Data Harmonization across Genetic Conditions Associated with Autism

A. Halladay1,2, H. Grosman3, J. Acampado4 and J. Tjernagel4, (1)Autism Science Foundation, New York, NY, (2)Rutgers University, Piscataway, NJ, (3)Seaver Autism Center, Department of Psychiatry, Icahn School of Medicine at Mount Sinai Hospital, New York, NY, (4)Simons Foundation, New York, NY

Advances in genetic testing have resulted in the discovery of rare variants that increase the risk for autism spectrum disorder (ASD) and related neurodevelopmental disorders. Individuals with these specific mutations have an up to 70% penetrance of ASD. Understanding ASD with a distinct genetic etiology is critical to developing interventions for both syndromic and idiopathic ASD. Families affected by these rare disorders have established Patient Advocacy Groups (PAGs) that have developed and maintained research registries that are crucial to this effort. The registries provide researchers important data, help communicate information to families, and help with participation in research studies. These PAGs have come together to form a consortium to address common issues, including registry-based data, in a group called AGENDA (Alliance for the Genetic Etiologies of Neurodevelopmental Disorders and Autism).
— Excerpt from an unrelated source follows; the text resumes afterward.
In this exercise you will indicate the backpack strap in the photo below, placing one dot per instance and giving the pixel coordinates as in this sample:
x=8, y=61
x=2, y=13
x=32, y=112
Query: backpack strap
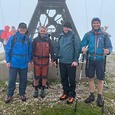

The Autism Science Foundation and the Simons Foundation Variation in Individuals (Simons VIP) project sought to enhance harmonization of data across rare disorder registries and allow for improved access and utilization of these registries to understand commonalities and differences across different forms of autism


A total of 8 registries participated in this project and submittedfull data dictionaries. They included data dictionaries from the Autism Treatment Network, Interactive Autism Network, Dup15q Alliance, National Fragile X FORWARD, National Database for Autism Research, Phelan-McDermid Syndrome Foundation, Simons VIP and the Tuberous Sclerosis Alliance. Based on feedback from families, scientists and industry, questions across different domains were organized and categorized. Domains included: demographics, developmental history, pregnancy and birth history, and neurological or seizure history.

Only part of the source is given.